The psychological impact of these events on parents is often poorly appreciated. It is important that adequate support systems exist within each department to help  parents cope with the weeks of uncertainty until such time as a clear diagnosis is reached.
limitations in imaging::  False negative scan findings: False Positive Scan findings : Causes & examples!!!  We must know the limitations of all tests . This applies to sonography .If some defect is detected at anomaly scan some parents face weeks of uncertainty . Reverse is also true. Some parent who  have been reassured by an apparently normal scan only to be shocked by the diagnosis of a fetal abnormality either at a later stage in the pregnancy or following delivery.
There are several reasons why this may occur. The mandatory views for a routine 20 week anomaly scan are determined by individual departments. Why it happens  so??  Ans: Explanation 1) Abnormalities may therefore be missed because they do not fall into the list of structures to be evaluated. Even with the most stringent protocols in place Explanation 2) some abnormalities cannot be detected as they are very difficult to detect at 20 weeks or Explanation 3) they may not present until a late stage in pregnancy.
 For instance ,  the diagnostic features of a) critical aortic stenosis b)  duodenal atresia may not be evident in the second trimester fetus. Likewise the stomach may appear in an appropriate position at 18 weeks of gestation but c)  may be clearly seen within the chest cavity at 26 weeks owing to a diaphragmatic hernia. The  other abnormalities commonly which may be missed occasionally even by experts are  missed for this reason are d) hydrocephalus e) microcephaly f) renal abnormalities g) cleft palate ovarian cysts  and h) other types of CHD. In addition despite repeated ultrasound scans limitations in imaging particularly in women who are obese may never the overcome and abnormalities may be missed. Finally as the RADIUS study demonstrated abnormalities may not be recognised because of inadequately trained personnel or inappropriate machinery being used for the examination. For this reason the Royal College of Obstetricians and Gynaecologists and the NHS FASP have detailed the competency that is expected of personnel undertaking routine anomaly scans.

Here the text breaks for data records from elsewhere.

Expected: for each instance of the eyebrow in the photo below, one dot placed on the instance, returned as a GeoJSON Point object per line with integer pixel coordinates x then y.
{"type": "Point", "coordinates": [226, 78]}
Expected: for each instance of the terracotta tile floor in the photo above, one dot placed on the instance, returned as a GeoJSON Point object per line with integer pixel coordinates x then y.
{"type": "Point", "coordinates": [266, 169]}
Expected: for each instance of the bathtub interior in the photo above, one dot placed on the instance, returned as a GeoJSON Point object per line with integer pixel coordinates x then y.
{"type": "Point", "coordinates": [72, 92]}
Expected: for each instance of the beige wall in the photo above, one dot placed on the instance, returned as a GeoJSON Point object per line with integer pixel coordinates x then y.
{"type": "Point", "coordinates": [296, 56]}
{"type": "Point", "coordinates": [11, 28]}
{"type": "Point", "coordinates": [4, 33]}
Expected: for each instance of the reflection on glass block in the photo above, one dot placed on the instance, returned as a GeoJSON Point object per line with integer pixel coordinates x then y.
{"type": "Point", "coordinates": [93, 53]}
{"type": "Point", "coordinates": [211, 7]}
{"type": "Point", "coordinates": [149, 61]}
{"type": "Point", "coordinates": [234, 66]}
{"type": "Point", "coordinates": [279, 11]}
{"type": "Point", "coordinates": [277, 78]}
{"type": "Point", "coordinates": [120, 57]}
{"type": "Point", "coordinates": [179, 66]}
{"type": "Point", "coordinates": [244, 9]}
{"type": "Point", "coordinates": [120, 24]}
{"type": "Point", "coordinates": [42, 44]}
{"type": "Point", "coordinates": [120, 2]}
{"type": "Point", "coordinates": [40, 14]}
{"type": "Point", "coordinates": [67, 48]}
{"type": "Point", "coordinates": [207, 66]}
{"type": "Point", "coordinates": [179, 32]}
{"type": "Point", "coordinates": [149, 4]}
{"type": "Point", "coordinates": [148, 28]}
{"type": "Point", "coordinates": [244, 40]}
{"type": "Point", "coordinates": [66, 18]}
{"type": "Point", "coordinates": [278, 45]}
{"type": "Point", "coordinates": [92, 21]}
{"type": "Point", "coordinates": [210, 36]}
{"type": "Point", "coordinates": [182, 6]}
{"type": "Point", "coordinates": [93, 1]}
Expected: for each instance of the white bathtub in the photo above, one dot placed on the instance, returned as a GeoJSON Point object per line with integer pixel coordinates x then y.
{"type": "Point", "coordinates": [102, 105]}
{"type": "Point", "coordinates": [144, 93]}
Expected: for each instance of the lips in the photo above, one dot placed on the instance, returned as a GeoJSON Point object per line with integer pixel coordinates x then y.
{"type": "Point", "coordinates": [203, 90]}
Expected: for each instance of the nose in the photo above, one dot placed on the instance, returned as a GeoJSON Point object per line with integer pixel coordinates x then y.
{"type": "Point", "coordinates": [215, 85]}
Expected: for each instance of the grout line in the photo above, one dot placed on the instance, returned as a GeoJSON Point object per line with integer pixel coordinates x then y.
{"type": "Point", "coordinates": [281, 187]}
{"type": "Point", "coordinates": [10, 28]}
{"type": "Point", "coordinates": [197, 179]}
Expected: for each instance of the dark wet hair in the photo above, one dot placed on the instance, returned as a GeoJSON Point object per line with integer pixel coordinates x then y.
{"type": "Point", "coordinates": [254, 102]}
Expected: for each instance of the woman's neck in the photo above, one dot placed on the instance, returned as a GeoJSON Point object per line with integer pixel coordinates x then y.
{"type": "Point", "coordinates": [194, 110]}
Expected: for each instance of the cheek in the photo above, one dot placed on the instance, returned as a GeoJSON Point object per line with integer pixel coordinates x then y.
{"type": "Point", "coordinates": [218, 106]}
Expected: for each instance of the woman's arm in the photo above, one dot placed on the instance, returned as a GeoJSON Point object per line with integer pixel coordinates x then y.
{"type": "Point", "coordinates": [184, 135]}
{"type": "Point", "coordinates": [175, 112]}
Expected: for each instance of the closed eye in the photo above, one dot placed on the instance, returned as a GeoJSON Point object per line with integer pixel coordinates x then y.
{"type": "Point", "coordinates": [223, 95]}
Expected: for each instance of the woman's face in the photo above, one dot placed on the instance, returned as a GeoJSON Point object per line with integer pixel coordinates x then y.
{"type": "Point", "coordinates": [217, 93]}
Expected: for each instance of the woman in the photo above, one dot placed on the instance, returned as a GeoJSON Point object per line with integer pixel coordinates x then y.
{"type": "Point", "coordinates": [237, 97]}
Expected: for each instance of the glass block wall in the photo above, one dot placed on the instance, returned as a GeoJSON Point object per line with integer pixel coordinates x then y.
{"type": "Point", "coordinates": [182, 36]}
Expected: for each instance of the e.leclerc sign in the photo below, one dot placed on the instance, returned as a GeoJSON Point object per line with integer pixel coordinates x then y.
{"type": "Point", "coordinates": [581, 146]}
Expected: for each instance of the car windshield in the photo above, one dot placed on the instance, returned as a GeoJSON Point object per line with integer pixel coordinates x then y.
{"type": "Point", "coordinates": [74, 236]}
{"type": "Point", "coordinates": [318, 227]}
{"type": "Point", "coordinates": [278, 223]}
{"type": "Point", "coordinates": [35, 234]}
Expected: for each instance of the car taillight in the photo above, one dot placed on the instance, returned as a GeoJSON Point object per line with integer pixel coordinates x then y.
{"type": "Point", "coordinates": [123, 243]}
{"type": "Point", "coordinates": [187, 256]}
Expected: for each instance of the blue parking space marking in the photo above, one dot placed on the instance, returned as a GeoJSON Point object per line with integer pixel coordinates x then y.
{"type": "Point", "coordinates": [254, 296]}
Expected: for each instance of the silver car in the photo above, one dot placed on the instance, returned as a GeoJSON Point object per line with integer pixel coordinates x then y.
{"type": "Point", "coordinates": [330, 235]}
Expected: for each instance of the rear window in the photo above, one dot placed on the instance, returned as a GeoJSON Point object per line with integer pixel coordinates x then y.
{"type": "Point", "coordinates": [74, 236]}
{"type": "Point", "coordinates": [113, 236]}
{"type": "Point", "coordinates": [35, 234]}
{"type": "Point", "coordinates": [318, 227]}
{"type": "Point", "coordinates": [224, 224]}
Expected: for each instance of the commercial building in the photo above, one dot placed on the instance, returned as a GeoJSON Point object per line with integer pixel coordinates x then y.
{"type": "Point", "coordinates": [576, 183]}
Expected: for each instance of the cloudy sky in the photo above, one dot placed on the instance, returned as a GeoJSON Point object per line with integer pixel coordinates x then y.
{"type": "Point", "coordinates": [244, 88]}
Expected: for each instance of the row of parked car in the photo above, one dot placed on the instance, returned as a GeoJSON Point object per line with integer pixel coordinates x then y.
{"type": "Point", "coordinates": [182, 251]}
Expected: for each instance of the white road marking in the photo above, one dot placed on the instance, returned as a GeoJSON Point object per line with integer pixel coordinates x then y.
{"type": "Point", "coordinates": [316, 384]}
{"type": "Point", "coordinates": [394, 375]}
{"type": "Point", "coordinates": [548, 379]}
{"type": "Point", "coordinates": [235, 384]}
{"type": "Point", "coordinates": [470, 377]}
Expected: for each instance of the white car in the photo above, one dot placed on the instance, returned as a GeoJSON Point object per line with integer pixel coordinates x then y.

  Why at all we should diligently search for additional anomalies in a case which is lethal?? It is for prognostication. Let me cite one common example like anecephaly. Once anencephaly is sonologically diagnosed we should not stop the sonological procedure forthwith but search for other sonological anomalies  in that foetus because autopsy and karyotyping is uncommon in our country. AS mentioned earlier, we know that in anencephaly there is absence of the cerebral hemispheres and most of the cranial vault . This results in prominent orbits and the typical frog like appearance on transabdominal ultrasound. It is lethal condition occurring more commonly in female foetuses. But what may be associated  additional anomalies which we should search for??
Detection of a structural abnormality on ultrasound should always lead to a thorough search for additional anomalies since their presence can alter the diagnosis management and implications for a future pregnancy. example A) a fetus with an isolated neural tube defects and in Exomphalos which could indicate trisomy 18 a generally lethal condition. B) Alternatively a neural tube defect and polycystic kidneys suggest a diagnosis of Meckel –Gruber syndrome which has a recurrence risk of one in four in contrast to a recurrence risk of 1/25 for an isolated lesion. In the presence of multiple defects karyotyping should be offered. Preconceptional folic acid supplementation 0.4 mg daily reduces the incidence of neural tube defects. Women who have had a previously affected pregnancy or who are taking anticonvulsants should take a higher daily dose (4mg.)